Mos can undergo different activation programs that ultimately define their functional properties including the clearance of dead cells and pathogens, tissue repair and remodeling, and the regulation of inflammatory and immune responses 19. In this study, we demonstrated that CD16⁺ Mos could not be directed to a DC phenotype in the presence of IL-4 and GM-CSF, and that the expansion of the CD16⁺ Mo subset in peripheral blood from TB patients was associated with the impairment of DC generation.

In our hands, CD16⁻ Mos were able to differentiate into CD1a⁺DC-SIGN^highCD86^low DCs, while CD16⁺ Mos differentiated mainly into a CD1a⁻DC-SIGN^lowCD86^high DC population which induced a low Mtb-specific lymphocyte proliferation. In agreement with our results, it has been described that LPS-matured CD16⁺ Mo-DCs secreted low amounts of IL-12 27, suggesting that CD16⁺ Mo-DCs could represent an important population of regulatory DCs 28. We also showed that matured CD16⁺ Mo-DCs displayed low levels of IL-1β production while IL-10 or TNF-α production did not differed between subsets. Interestingly, since IL-1β has been described as an IL-12-inducing agent on human Mo-DCs 36, the reduction of IL-1β⁺ cells observed in CD16⁺ Mo-DCs could be associated with the low levels of IL-12⁺ cells.

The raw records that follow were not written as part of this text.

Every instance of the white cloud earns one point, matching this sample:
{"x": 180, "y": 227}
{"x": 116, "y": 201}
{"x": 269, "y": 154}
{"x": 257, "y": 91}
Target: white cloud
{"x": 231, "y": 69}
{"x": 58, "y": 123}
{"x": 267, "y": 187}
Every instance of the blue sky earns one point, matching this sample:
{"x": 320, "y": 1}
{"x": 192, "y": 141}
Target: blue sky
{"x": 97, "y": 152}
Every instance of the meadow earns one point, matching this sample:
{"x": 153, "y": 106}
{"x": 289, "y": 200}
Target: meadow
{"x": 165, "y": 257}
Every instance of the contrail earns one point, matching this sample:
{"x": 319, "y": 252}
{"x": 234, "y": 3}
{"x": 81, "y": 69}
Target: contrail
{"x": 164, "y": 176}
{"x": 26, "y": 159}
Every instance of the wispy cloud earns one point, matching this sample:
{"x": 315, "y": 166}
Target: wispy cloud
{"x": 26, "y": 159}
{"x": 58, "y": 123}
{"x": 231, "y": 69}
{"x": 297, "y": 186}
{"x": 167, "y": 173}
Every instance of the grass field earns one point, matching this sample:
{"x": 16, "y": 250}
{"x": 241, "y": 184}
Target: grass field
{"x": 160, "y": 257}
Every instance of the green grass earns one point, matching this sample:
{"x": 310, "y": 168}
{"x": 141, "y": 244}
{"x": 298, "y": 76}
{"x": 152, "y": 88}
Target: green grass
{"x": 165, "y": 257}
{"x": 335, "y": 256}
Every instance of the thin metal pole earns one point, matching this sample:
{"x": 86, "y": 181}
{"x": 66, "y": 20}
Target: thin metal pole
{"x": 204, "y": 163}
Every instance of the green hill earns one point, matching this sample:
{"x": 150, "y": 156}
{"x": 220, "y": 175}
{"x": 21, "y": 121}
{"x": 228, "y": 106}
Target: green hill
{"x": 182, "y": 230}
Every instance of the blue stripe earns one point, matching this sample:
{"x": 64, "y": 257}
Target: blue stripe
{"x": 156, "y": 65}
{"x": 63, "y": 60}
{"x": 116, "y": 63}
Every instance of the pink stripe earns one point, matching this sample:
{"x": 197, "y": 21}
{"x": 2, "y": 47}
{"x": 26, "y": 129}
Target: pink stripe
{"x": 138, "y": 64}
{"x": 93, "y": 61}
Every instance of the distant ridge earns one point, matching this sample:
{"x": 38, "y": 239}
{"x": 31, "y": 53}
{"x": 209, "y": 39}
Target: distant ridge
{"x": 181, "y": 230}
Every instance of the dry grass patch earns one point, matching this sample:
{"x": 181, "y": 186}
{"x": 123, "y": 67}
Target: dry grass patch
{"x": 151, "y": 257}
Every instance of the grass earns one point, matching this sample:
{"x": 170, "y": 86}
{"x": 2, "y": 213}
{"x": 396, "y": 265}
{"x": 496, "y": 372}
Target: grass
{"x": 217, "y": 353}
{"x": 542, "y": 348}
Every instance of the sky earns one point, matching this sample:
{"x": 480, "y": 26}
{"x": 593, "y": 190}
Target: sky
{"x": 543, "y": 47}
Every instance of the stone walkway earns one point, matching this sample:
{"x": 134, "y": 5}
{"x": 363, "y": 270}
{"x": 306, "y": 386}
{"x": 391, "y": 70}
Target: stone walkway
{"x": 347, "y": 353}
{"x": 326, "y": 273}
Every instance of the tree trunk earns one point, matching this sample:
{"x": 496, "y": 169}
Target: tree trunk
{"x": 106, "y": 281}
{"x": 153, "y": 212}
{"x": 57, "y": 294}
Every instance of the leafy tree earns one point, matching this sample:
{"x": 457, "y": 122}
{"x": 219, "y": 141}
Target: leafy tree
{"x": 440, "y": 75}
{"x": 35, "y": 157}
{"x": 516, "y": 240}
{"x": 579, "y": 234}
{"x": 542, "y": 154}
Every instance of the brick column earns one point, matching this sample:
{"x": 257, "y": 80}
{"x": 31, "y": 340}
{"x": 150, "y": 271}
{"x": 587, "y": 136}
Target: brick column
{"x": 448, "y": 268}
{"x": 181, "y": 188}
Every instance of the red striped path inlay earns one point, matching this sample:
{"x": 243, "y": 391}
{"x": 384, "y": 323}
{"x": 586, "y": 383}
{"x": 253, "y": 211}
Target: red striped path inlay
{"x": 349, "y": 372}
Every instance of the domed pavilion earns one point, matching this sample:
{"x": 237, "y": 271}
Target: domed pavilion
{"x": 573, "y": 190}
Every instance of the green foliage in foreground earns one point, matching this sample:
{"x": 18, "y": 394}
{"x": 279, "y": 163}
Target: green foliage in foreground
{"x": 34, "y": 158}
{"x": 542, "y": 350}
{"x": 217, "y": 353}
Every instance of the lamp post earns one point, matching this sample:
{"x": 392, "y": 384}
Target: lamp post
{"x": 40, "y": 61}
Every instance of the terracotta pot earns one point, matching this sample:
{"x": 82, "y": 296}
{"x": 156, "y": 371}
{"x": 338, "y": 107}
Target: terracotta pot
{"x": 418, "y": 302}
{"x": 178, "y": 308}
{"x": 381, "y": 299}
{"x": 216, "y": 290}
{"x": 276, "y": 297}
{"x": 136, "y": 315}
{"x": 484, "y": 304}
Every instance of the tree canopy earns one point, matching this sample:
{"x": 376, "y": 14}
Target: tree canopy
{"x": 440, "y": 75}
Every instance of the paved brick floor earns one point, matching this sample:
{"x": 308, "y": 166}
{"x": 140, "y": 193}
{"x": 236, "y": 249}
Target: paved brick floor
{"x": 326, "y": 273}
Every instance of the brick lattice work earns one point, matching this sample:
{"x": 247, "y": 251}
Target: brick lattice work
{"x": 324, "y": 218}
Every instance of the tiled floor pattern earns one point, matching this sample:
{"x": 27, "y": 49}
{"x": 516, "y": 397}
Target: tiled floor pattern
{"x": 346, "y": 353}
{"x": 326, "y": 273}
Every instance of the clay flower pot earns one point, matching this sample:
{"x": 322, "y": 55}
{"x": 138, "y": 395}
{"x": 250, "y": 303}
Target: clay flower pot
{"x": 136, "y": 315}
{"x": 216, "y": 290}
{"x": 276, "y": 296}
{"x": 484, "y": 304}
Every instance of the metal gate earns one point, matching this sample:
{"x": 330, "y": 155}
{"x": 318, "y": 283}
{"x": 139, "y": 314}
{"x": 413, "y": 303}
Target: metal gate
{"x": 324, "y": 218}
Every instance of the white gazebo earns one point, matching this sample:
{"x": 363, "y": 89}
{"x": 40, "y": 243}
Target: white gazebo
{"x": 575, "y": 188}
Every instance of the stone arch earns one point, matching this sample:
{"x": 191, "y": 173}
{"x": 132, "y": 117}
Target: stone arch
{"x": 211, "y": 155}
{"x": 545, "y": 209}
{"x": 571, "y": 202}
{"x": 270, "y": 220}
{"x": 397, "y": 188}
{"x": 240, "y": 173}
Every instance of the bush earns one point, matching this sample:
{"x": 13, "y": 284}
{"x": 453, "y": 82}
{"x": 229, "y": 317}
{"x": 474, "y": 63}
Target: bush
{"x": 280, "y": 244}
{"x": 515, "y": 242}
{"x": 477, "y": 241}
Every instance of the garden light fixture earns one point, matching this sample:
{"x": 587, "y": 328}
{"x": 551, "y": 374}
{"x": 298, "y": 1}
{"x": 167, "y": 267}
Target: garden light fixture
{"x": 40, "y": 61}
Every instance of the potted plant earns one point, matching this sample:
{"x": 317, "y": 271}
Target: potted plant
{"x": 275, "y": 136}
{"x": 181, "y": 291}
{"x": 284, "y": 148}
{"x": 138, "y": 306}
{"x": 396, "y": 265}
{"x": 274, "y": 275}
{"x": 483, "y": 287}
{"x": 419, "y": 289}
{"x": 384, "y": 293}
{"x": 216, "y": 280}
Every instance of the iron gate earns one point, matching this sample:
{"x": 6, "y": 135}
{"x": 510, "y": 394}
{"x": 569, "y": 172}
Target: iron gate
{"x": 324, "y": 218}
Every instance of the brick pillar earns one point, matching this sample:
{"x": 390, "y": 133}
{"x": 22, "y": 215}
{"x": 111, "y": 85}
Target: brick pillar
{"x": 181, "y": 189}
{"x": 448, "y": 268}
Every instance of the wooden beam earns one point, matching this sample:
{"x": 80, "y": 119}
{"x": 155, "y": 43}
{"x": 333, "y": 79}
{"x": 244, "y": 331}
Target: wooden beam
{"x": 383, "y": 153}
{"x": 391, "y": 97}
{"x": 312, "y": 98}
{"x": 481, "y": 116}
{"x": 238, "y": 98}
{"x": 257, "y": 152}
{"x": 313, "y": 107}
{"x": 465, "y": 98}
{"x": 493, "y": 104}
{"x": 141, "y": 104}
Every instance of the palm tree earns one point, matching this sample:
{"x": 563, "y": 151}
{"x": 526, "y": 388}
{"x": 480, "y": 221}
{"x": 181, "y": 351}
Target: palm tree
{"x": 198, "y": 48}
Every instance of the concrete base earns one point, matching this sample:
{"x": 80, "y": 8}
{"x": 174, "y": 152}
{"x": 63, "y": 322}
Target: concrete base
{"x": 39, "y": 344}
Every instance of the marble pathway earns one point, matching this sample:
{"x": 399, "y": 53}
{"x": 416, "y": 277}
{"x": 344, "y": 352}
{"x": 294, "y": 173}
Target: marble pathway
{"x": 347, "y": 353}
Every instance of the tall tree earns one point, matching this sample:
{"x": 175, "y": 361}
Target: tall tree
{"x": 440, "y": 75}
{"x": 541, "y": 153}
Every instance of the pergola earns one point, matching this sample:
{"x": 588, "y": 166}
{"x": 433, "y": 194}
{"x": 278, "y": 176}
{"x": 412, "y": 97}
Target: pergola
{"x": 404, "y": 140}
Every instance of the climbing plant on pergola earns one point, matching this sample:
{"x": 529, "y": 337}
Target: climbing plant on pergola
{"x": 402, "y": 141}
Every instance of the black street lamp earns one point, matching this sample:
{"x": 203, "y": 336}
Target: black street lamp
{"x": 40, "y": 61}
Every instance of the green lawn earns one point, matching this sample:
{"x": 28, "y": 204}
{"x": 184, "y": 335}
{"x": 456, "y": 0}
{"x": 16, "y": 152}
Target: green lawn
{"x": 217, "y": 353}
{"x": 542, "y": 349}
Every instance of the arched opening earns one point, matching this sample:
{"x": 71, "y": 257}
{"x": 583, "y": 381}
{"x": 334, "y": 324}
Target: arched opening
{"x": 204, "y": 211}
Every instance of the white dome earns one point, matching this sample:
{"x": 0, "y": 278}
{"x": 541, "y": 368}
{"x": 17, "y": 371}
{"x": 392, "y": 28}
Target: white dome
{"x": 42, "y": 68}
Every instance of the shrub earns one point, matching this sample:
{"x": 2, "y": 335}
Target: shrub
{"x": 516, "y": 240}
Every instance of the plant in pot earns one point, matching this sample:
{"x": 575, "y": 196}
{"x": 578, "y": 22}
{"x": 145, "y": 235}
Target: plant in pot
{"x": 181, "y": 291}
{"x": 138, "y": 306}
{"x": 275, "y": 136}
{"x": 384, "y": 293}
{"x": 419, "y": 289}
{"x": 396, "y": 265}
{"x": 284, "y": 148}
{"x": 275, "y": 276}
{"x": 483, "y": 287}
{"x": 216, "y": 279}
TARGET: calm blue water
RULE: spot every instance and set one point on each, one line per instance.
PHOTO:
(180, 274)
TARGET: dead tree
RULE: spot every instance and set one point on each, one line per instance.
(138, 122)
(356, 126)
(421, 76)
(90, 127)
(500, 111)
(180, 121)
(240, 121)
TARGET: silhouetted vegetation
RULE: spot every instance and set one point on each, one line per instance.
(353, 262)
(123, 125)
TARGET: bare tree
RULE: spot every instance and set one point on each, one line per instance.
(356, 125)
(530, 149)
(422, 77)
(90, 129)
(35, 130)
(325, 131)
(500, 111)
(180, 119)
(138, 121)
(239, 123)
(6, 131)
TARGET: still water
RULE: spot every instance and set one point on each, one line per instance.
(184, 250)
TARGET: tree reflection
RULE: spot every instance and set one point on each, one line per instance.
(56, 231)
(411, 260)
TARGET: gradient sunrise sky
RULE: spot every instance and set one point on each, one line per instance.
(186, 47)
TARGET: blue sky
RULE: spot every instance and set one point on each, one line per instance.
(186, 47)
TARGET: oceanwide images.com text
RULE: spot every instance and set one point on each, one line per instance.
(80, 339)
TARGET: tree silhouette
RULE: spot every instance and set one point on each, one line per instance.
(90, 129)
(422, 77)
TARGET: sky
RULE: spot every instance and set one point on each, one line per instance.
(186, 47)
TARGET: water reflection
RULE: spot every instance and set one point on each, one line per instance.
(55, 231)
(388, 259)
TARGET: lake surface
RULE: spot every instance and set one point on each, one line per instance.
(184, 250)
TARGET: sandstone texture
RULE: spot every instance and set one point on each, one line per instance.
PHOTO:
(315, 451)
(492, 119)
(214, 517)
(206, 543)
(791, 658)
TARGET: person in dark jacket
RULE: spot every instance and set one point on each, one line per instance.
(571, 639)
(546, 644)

As TB patients have a high percentage of circulating CD16⁺ Mos 11, 12, this dichotomy in the differentiation fate of Mo subsets can explain the impairment observed in Mo-derived DCs from TB patients 21. In addition, we observed that CD16⁺ depletion in Mos from TB patients improved the differentiation toward DCs and that the addition of CD16⁺ Mos impaired the differentiation of Mos from HSs. So, it could be possible that the CD16⁺ subset alters the CD16⁻ Mos differentiation. To evaluate this hypothesis, differentially labeled Mo subsets were cocultured to trace the fate of CD16⁻ Mos in terms of CD1a/CD14 and DC-SIGN/CD86. As CD16⁺ Mos were not able to impair CD16⁻ Mo differentiation toward DCs, we conclude that the CD16⁺ Mo subset is intrinsically less prone to differentiate into DCs without inducing a bystander effect on the differentiation of CD16⁻ Mos.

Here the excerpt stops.